Solved – Advantage of character based language models over word based

language-modelsmachine learningnatural languageneural networksrecurrent neural network

Is there an intuition why character based models language bases models are preferred over word based. For example Karpathy builds his language model by predicting the next character in Karpathy Blog.

The aspect I am struggling with is that not each combination of characters is a word, so intuitively I would try to predict the next word (or word embedding and calculate squared error). I think this is also used in the sentence embedding proposed by Kiros Skip Thought.

So my question is what are advantages and disadvantages for character based language models in comparison to word based models.

Best Answer

The main advantage of working with character-level generative models is that the discrete space you're working with is much smaller -- there are about 97 English-language characters in common usage if we include all punctuation marks. By contrast, a vocabulary is many thousands of words. This implies that just storing the word embeddings will require a lot of memory, and including word embeddings in a model adds many, many parameters to the model so the computational cost is much higher on this account than the character-level model.

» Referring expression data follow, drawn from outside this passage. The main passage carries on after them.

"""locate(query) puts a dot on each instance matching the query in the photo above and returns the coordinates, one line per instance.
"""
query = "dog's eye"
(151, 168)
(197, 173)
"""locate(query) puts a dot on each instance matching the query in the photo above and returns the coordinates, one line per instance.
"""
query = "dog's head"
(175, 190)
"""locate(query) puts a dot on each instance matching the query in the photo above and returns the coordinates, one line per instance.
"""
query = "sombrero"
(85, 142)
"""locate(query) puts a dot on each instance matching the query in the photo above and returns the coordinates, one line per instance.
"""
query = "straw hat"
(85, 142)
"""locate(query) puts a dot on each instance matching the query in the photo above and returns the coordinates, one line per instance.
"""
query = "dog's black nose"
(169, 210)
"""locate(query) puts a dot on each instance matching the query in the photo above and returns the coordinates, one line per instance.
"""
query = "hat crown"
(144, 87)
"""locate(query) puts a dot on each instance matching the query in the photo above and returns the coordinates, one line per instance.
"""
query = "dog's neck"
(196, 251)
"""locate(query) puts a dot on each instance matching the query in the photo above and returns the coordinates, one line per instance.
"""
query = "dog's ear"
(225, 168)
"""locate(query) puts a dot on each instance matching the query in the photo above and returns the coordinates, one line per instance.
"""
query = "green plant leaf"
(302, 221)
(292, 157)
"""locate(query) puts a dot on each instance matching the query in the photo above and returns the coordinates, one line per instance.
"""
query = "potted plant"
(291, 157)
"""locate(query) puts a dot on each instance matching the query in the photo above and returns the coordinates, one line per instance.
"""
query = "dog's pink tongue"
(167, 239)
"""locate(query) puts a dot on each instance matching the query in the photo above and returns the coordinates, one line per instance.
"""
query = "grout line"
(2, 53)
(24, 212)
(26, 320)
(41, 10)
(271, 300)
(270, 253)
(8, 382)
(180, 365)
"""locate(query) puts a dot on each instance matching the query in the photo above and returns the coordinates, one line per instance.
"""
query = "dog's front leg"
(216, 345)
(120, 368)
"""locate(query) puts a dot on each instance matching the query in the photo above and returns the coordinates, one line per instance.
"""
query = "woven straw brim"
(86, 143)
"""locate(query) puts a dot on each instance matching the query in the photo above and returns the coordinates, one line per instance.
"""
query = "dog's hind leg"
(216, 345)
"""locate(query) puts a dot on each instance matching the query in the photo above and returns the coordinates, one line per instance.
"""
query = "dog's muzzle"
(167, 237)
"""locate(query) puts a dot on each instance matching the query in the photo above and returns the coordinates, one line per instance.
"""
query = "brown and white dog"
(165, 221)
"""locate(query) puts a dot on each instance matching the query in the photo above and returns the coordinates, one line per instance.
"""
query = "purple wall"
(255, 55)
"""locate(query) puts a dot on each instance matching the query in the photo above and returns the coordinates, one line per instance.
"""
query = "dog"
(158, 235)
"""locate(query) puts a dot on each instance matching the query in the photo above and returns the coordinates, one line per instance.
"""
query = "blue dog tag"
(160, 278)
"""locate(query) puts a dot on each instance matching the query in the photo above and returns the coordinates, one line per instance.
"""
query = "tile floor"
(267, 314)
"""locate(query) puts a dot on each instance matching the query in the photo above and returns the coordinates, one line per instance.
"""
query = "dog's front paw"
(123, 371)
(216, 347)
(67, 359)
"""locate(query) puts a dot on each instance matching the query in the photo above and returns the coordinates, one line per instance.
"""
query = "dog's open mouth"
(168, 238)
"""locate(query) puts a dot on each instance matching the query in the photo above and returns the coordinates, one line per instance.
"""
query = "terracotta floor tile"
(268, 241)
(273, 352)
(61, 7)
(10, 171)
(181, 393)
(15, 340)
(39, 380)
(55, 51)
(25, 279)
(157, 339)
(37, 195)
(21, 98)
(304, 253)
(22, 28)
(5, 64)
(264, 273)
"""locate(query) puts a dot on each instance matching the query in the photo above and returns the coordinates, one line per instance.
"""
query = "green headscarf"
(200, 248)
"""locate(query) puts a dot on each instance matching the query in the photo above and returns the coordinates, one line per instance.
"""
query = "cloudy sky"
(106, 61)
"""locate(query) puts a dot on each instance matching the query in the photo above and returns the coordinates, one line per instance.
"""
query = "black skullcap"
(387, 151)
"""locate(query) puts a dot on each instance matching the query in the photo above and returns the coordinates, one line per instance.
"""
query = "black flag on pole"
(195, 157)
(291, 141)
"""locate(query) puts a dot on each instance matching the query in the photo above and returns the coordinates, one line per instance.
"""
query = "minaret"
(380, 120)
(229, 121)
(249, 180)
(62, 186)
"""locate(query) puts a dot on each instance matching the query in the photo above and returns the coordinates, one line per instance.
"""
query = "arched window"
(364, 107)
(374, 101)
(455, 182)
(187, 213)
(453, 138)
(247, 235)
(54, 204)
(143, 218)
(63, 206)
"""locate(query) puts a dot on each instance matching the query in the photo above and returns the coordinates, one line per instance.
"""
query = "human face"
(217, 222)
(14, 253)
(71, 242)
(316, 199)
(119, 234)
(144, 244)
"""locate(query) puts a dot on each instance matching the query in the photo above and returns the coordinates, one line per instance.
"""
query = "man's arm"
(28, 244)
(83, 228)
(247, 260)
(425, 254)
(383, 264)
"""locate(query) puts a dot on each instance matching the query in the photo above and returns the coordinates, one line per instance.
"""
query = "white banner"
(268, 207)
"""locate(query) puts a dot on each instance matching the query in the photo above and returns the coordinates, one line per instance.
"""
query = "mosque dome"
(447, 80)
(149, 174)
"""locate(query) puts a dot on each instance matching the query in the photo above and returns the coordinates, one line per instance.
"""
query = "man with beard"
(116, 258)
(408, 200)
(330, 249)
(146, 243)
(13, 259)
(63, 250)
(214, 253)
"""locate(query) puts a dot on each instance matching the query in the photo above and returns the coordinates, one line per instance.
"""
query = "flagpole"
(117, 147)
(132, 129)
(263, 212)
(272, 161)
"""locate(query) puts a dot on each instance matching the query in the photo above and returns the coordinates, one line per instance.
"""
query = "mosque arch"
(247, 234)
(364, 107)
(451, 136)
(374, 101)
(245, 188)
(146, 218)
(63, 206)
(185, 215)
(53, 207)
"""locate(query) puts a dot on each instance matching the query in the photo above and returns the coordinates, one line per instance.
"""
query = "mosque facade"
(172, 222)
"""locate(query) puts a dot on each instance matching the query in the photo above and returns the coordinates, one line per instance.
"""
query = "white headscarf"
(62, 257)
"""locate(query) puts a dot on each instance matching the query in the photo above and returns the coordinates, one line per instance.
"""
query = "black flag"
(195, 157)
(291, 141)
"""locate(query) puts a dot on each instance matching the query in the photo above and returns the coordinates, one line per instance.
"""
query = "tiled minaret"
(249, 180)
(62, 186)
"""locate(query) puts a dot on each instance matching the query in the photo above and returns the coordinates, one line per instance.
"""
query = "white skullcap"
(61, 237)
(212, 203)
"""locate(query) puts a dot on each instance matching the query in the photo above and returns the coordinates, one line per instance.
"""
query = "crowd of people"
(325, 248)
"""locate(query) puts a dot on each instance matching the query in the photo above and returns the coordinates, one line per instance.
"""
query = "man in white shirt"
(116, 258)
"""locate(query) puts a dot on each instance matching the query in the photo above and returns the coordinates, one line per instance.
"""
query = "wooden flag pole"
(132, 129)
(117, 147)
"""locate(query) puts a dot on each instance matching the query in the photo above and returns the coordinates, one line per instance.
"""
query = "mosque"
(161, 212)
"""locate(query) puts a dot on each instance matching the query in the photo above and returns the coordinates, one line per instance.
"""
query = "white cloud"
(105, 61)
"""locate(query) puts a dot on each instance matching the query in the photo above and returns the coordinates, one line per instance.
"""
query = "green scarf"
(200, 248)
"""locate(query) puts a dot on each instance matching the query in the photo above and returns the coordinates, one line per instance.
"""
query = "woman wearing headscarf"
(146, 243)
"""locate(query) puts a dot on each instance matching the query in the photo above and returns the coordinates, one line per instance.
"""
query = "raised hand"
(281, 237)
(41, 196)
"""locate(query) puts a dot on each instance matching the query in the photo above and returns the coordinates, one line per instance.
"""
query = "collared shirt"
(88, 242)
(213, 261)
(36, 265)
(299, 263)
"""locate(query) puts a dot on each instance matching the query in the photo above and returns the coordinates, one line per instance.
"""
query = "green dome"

Mispelled words or other words not appearing in the vocabulary are usually treated as a special "unknown" token. This suffices for some practical contexts, but it also means that the model is not terribly flexible when it comes to generate new text.

On the other hand, character-level models can spontaneously generate unusual words with some (small) probability. As you point out, this can also mean that nonsense words or obvious typos can creep into the generated text, but in my experience, a well-trained generative model usually does pretty well at learning how to spell.

One of the key papers in character-level RNNs is "Generating Sequences With Recurrent Neural Networks" by Alex Graves.